Do niedawna te pomysły nie miały jednak szans na uchwalenie. To się zmieniło, bo poparcia nie wyklucza PSL. Projekt zmian w regulaminie prawdopodobnie trafi pod głosowanie na najbliższym posiedzeniu Sejmu, a wprowadzenie nowych przepisów mogłoby oznaczać przemodelowanie życia parlamentarnego w Polsce.

Propozycja PiS to jeden z kilku projektów zmian regulaminu, które w tej kadencji złożyły poszczególne kluby. Jest jednak najbardziej kompleksowa i trafiła do laski marszałkowskiej już na samym początku kadencji Sejmu. Partia określa go mianem „pakietu demokratycznego".

450 tys. osób podpisało się pod projektem zakazującym aborcji eugenicznej. Sejm odrzucił go jednak już w pierwszym czytaniu

– Jednym z głównych celów zmian w regulaminie jest odbudowanie zaufania do parlamentu – tłumaczy „Rz" Ujazdowski i wyjaśnia, że projekt ma m.in. zmusić posłów do lepszego traktowania inicjatyw obywatelskich. Dziś, by trafiły do parlamentu, musi podpisać się pod nimi co najmniej 100 tys. obywateli, jednak Sejm może odrzucić je już w pierwszym czytaniu. W ubiegły piątek stało się tak z projektem zakazującym tzw. aborcji eugenicznej, pod którym zebrano 450 tys. podpisów.

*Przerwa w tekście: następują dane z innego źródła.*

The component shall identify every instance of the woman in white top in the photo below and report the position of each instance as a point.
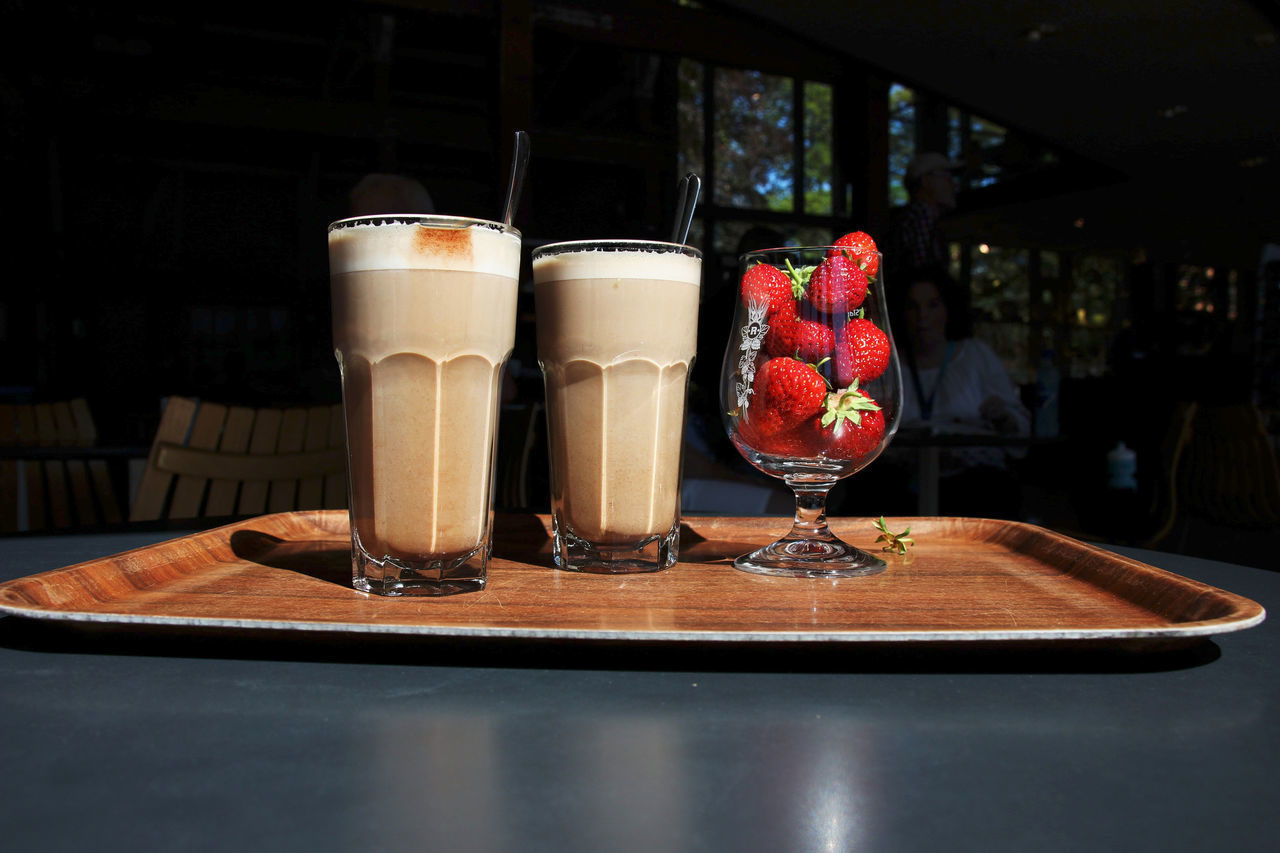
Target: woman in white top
(955, 383)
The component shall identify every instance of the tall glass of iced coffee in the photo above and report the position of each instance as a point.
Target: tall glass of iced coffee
(617, 328)
(424, 319)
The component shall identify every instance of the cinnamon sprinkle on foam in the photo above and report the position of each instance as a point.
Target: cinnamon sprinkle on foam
(453, 242)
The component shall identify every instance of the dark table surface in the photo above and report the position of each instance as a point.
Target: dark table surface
(149, 740)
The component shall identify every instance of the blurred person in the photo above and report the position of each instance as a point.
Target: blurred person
(954, 383)
(389, 194)
(913, 238)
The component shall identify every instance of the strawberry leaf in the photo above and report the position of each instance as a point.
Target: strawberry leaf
(894, 541)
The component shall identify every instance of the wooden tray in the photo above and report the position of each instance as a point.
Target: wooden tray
(965, 580)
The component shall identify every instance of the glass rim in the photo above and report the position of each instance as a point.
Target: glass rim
(616, 246)
(439, 220)
(780, 250)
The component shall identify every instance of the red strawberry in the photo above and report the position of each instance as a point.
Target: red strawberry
(860, 249)
(851, 428)
(862, 352)
(766, 284)
(794, 443)
(786, 393)
(836, 286)
(790, 334)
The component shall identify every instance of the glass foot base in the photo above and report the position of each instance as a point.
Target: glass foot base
(794, 557)
(652, 553)
(391, 575)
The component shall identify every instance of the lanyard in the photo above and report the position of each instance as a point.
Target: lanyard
(927, 402)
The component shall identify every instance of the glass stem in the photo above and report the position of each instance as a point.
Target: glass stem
(810, 521)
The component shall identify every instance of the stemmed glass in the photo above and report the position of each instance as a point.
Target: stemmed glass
(810, 389)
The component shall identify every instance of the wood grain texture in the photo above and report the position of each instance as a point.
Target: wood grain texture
(965, 579)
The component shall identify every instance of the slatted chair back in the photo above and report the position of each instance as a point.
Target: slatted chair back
(44, 491)
(1230, 473)
(210, 460)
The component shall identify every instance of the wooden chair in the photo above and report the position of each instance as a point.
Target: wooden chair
(49, 480)
(1230, 474)
(222, 461)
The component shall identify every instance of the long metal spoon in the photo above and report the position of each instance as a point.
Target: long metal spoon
(686, 201)
(519, 163)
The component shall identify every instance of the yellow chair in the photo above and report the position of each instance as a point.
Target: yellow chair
(49, 477)
(1230, 473)
(210, 460)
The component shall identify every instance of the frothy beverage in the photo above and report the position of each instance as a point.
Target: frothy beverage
(617, 331)
(424, 319)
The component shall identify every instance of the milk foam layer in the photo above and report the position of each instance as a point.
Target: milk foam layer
(600, 264)
(371, 245)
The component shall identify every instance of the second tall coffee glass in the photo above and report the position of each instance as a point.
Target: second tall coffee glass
(617, 332)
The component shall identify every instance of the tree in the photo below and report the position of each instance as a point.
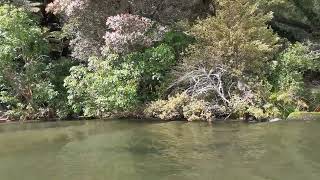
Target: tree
(86, 19)
(228, 63)
(26, 73)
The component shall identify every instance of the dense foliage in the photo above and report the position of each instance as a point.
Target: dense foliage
(27, 73)
(195, 60)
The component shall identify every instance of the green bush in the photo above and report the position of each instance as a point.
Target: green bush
(26, 71)
(287, 77)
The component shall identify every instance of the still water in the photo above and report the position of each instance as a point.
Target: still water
(136, 150)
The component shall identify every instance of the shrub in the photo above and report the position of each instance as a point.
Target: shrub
(171, 109)
(26, 88)
(287, 77)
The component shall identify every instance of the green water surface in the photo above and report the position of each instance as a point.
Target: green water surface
(139, 150)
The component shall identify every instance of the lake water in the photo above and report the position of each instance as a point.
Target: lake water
(136, 150)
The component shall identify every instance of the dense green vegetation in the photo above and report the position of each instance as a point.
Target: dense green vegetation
(248, 59)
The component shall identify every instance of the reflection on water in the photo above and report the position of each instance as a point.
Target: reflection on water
(118, 150)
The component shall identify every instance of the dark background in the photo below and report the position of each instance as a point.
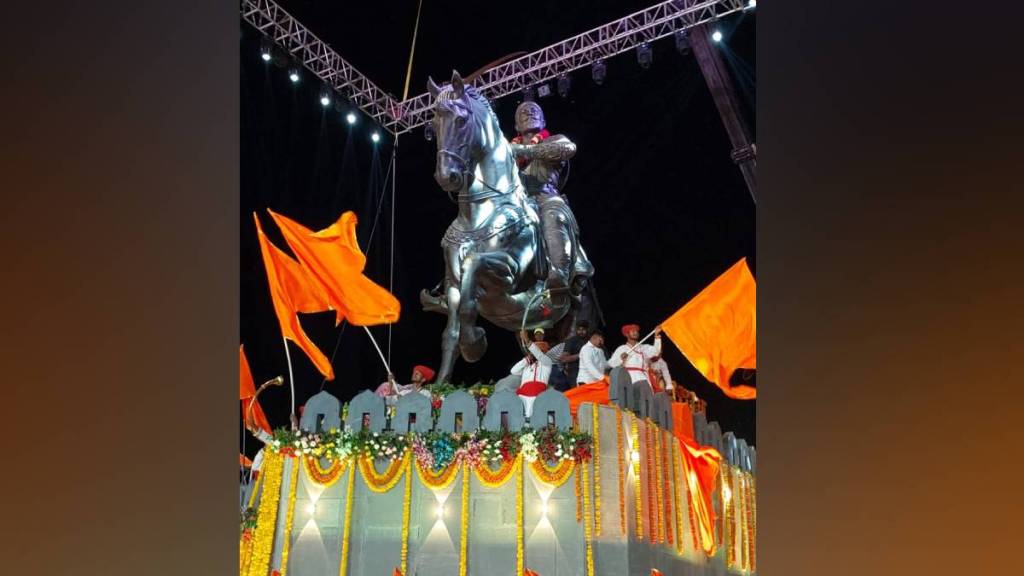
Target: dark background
(662, 207)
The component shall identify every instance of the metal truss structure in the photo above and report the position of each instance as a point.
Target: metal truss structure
(544, 65)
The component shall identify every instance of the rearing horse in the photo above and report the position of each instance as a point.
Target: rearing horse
(493, 252)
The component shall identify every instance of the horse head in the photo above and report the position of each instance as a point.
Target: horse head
(464, 127)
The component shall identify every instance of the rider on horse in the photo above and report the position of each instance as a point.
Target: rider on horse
(543, 159)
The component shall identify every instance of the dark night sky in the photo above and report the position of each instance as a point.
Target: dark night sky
(662, 207)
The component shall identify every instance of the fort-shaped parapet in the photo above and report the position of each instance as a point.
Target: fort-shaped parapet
(626, 510)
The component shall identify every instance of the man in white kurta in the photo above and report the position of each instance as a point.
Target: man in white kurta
(636, 358)
(593, 365)
(535, 370)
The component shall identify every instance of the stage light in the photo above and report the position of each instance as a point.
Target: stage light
(644, 55)
(597, 71)
(563, 85)
(682, 42)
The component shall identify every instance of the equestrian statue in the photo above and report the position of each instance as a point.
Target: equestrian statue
(513, 252)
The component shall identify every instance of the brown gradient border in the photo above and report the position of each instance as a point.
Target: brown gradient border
(888, 274)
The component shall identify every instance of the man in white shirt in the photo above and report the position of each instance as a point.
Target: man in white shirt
(535, 370)
(593, 365)
(634, 357)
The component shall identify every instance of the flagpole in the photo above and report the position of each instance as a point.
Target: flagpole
(378, 348)
(291, 379)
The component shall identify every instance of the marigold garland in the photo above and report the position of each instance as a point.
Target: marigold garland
(324, 477)
(406, 500)
(730, 526)
(381, 483)
(656, 433)
(343, 569)
(519, 560)
(266, 520)
(289, 518)
(595, 433)
(622, 469)
(495, 479)
(439, 480)
(555, 476)
(464, 524)
(638, 493)
(586, 521)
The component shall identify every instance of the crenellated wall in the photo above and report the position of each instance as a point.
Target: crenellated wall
(628, 509)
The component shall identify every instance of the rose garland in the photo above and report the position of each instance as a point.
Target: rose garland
(622, 469)
(343, 569)
(596, 434)
(406, 501)
(636, 476)
(266, 519)
(464, 524)
(383, 482)
(289, 518)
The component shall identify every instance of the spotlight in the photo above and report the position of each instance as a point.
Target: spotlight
(563, 85)
(682, 42)
(644, 55)
(598, 71)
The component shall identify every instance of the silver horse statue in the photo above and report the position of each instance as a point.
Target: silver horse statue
(494, 252)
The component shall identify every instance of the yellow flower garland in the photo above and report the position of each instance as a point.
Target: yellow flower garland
(464, 525)
(343, 569)
(622, 469)
(381, 483)
(518, 516)
(586, 521)
(658, 512)
(555, 476)
(636, 477)
(406, 499)
(495, 479)
(438, 481)
(289, 517)
(266, 519)
(597, 471)
(321, 476)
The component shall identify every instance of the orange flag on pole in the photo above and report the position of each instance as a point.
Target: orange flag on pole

PiS chce, by takie projekty były obowiązkowo kierowane do dalszych prac w komisjach. Proponuje też ułatwienia w organizowaniu tzw. wysłuchań publicznych. Obywatele mogą podczas nich zabrać głos na temat stanowionego prawa, jednak w tej kadencji takich wysłuchań było tylko siedem. Projekt zakłada też, że projekty ustaw zakładających podwyżki podatków były rozpatrywane w wydłużonym trybie.

Większość zmian ma na celu wzmocnienie roli opozycji. Oprócz większego wpływu na porządek obrad na sali plenarnej, zyskałaby możliwość zwoływania sejmowych podkomisji zajmujących się jej ustawami. Ta propozycja ma na celu ograniczenie roli sejmowej „zamrażarki". Opozycja zarzuca marszałek Sejmu Ewie Kopacz, że przechowuje w niej projekty niewygodne dla PO.

– Proces legislacyjny będzie procesem ciągłym. Nie będzie zamrażarki – obiecywała na początku kadencji Kopacz. W 2008 roku głosami m.in. Platformy Obywatelskiej Sejm zmienił już swój regulamin, przyspieszając rozpatrywanie wniosków opozycji.

Jednak zdaniem PiS sejmowa zamrażarka wciąż działa. – Jej ofiarą stała się nawet nowelizacja regulaminu – mówi Ujazdowski. PiS chce, by w ramach likwidacji zamrażarki wprowadzić sztywne terminy dotyczące prac nad projektami ustaw.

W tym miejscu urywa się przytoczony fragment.